Kristen Okeson works as a AirMed paramedic for Sanford Health in Fargo. David Samson / The Forum

Fargo - When a patient needs to be moved from one hospital to another or if there is a serious accident with injuries, air medics like Kristen Okeson are the ones who help care for patients in the air.

Okeson, 30, a Detroit Lakes, Minn., resident, is an air paramedic for Sanford Health’s AirMed division and works out of Sanford’s air ambulance hangar at Hector International Airport.

Okeson usually flies in a helicopter and a small airplane three days a week during a 12-hour shift.

Sanford Health has several air ambulances located at hospitals throughout the state.

There are certain added risks to flying air ambulances, such as the weather; the helicopter cannot fly if temperatures, with wind chill, drop to 35 below.

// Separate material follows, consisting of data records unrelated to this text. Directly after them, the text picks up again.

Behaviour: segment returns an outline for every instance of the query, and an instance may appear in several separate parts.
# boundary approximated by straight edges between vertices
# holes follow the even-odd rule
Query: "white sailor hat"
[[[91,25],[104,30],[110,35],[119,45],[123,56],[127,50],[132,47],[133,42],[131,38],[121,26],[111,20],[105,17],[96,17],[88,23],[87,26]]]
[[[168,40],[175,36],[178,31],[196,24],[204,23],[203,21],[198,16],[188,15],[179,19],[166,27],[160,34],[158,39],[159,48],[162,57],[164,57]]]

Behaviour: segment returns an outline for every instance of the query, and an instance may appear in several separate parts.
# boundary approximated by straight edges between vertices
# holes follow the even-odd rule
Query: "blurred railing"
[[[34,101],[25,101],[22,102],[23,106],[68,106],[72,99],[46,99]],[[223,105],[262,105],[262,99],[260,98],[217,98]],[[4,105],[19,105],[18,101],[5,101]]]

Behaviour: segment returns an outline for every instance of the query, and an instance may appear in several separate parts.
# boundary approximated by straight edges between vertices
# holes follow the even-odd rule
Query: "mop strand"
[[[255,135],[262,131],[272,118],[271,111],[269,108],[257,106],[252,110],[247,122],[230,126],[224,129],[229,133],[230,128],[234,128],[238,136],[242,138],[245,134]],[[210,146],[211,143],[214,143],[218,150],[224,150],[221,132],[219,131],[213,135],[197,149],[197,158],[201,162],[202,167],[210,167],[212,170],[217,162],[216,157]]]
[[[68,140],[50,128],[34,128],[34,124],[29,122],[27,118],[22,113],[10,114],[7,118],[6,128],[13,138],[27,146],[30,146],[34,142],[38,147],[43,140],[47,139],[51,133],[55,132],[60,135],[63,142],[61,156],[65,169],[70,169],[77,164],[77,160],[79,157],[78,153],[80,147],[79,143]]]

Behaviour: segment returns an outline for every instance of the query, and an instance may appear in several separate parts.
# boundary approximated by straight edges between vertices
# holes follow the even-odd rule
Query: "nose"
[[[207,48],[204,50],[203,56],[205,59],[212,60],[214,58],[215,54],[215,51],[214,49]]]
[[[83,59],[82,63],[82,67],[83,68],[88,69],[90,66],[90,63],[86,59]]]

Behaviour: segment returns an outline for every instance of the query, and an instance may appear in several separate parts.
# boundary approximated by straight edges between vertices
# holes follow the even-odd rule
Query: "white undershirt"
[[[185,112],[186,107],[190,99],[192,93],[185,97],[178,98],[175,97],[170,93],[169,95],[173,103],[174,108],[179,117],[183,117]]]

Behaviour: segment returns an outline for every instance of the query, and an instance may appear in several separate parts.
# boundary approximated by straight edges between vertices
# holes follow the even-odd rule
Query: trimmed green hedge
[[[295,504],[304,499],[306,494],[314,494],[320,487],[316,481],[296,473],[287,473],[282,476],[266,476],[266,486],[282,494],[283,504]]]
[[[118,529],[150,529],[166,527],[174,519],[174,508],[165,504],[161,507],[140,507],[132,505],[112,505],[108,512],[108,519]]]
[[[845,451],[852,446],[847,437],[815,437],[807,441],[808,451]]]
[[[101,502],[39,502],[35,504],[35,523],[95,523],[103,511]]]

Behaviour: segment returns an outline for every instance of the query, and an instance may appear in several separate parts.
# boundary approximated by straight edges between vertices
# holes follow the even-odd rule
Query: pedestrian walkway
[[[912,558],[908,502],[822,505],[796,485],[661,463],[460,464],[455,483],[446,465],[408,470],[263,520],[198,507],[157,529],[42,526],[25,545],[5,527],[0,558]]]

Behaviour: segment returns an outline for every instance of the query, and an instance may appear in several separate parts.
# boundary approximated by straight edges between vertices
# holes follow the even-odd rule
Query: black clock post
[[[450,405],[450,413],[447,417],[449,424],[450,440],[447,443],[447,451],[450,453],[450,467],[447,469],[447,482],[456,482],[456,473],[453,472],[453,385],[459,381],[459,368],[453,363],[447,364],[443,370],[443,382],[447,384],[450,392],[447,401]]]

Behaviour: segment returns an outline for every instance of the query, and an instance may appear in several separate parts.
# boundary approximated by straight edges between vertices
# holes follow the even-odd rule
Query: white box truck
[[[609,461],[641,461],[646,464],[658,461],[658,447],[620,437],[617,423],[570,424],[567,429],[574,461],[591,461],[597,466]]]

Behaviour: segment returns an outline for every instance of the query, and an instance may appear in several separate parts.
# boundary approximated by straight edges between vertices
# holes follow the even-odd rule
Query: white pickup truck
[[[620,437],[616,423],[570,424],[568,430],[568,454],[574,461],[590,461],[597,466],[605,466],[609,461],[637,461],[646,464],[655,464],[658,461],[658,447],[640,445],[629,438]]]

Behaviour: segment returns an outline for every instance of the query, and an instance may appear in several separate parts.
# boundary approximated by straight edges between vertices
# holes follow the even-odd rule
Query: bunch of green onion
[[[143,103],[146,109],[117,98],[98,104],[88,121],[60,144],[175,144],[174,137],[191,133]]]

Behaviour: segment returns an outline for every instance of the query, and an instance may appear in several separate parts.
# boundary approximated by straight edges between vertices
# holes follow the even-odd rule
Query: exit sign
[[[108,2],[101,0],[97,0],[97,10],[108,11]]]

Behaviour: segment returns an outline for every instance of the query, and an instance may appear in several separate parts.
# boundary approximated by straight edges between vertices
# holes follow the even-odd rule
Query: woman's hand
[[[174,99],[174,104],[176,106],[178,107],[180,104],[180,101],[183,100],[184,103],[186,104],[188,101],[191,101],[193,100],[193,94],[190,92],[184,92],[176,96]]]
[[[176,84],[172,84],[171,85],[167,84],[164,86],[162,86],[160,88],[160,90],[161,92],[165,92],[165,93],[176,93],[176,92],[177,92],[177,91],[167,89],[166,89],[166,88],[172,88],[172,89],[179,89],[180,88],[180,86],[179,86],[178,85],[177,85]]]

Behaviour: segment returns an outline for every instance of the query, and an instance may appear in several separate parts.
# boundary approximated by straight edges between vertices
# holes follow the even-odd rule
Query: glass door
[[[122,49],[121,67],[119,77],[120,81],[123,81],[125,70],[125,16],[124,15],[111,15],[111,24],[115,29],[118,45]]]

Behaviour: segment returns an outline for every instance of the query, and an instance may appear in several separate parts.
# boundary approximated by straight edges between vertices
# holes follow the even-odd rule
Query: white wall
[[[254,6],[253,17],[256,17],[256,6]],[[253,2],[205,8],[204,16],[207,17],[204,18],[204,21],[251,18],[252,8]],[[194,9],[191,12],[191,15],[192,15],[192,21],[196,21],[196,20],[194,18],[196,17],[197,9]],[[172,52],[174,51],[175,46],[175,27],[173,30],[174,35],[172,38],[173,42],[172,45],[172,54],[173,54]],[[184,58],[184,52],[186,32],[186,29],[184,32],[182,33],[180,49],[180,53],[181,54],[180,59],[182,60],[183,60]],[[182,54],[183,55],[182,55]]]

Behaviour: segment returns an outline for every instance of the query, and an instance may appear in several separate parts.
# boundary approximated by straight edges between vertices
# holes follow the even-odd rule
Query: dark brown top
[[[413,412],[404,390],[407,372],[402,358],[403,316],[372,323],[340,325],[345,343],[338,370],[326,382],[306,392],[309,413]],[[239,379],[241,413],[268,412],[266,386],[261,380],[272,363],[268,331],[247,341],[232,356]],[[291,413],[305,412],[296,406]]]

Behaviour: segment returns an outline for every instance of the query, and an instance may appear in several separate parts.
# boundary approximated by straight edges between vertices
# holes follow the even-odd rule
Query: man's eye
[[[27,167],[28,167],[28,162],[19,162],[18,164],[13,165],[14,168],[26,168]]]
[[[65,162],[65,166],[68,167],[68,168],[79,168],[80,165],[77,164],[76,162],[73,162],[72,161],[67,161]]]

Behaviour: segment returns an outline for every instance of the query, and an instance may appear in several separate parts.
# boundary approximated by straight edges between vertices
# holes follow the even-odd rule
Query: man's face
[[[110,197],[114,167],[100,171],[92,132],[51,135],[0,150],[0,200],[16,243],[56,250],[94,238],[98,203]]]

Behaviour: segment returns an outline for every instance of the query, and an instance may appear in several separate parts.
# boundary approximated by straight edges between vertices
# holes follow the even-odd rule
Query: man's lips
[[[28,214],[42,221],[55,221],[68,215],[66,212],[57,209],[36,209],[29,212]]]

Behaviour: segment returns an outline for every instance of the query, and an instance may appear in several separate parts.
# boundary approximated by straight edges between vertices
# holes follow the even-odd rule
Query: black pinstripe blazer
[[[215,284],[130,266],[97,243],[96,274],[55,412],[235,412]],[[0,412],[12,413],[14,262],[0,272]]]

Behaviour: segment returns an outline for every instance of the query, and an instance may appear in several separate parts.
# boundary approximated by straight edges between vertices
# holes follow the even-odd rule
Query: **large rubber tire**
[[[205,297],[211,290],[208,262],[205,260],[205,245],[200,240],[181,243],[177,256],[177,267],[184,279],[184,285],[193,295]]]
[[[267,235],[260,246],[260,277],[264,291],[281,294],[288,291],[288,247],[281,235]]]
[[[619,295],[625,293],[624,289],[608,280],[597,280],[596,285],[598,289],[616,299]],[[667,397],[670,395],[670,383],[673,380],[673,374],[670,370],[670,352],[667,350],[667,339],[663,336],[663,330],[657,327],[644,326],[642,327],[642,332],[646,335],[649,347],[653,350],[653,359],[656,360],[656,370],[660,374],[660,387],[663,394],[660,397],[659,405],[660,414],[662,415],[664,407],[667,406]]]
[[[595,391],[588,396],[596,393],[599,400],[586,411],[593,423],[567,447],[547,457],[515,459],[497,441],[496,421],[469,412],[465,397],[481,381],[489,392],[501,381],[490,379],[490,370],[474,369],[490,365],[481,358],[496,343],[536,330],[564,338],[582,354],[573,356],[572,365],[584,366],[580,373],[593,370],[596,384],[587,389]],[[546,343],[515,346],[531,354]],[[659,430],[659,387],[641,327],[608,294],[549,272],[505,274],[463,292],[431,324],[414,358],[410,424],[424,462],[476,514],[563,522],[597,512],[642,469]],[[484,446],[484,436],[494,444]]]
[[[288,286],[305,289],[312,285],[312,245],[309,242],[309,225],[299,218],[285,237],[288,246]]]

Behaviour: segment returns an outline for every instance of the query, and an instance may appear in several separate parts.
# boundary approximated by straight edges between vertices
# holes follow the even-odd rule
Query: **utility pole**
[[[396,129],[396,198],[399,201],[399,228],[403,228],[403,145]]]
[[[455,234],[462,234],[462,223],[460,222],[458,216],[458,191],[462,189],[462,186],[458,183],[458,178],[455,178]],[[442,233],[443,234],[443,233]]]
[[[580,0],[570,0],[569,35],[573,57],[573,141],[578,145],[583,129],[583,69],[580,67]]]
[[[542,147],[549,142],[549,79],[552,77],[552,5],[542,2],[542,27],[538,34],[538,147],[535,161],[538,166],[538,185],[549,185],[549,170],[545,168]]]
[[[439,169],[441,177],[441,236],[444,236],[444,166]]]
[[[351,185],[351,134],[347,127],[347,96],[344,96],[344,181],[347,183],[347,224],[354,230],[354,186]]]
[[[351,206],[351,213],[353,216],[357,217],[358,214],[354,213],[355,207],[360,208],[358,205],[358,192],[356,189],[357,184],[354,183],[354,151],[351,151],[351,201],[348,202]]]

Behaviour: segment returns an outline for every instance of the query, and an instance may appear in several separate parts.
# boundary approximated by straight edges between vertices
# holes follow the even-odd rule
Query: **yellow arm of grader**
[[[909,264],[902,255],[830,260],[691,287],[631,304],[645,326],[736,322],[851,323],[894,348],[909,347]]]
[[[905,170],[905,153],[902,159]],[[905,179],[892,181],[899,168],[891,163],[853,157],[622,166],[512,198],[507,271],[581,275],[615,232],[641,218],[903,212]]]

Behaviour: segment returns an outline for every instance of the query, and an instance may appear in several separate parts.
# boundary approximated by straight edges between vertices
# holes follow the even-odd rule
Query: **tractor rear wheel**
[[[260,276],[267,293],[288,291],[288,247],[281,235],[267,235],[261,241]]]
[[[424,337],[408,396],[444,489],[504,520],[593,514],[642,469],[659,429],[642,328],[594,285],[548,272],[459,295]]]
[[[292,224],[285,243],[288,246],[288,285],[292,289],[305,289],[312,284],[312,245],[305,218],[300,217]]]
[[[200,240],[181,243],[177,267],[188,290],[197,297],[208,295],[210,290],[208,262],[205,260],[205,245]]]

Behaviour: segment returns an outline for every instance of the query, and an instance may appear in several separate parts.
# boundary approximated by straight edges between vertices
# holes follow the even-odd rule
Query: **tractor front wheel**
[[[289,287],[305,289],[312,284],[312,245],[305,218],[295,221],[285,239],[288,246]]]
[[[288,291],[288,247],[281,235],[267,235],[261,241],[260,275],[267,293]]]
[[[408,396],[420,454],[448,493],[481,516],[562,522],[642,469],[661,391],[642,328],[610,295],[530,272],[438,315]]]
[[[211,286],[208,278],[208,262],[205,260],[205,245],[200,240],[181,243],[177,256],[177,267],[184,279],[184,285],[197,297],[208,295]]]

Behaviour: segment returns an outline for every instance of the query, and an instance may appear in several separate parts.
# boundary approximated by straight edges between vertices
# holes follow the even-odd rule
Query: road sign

The company’s policy when it comes to air ambulances is “three to go, one to say no,” Okeson said. If one member of the crew feels unsafe flying in a certain condition, they can cancel the flight.

How did you become an air medic?

I worked ground EMS since 2007, I worked for Tri-State Ambulance (La Crosse, Wis.) and also for St. Mary’s EMS in Detroit Lakes.

A position opened up here, and I was like, “that would be fun.” I had a couple co-workers leave Detroit Lakes and come up here, as well, so they told me about the opening and here I am.

What are the key differences between working in an air ambulance compared with working in a ground ambulance?

The calls you go on are generally different. You’re not generally dealing with the tummy aches, the headaches, you’re dealing with more critical patients. Most of our patients come from a receiving facility, so they’ve already been worked up prior to us getting there. We do scene flights, as well, but they’re not as common.

We do critical care aspects so we can take care of patients more like a hospital setting rather than just an EMS or ambulance setting.

What are some of the challenges of flying in an air ambulance?

When you look at the big picture (the biggest challenge), there’s just two of us working on this patient, and when you’re in a hospital setting, you kind of have unlimited resources to take care of the patient, and we do it with just the two of us, so generally, we are very busy, but everyone who works here is absolutely amazing and works as a team exceptionally well.

How do you prepare a family for their ride in an air ambulance?

We generally don’t take family members in the helicopter just for safety reasons, but we do take family members quite often in the plane.

We try to answer all of their questions before we take off. We also prep them for what it’s going to be like, what their role is in the helicopter or the plane, and just let them know that we’re there to do our job, and that’s our primary goal.

A lot of times, these people are really sick, so we have to inform them that if something bad does happen to stay seated and to be quiet and to let us do our job.

Did you ever see yourself flying on a daily basis?

No, never. It’s amazing, though, I couldn’t imagine doing anything else at this point, I absolutely love it. On the way to the call in the helicopter, the paramedic gets to ride up front, and we learn a certain amount of what the buttons do and help navigate and help the pilot out.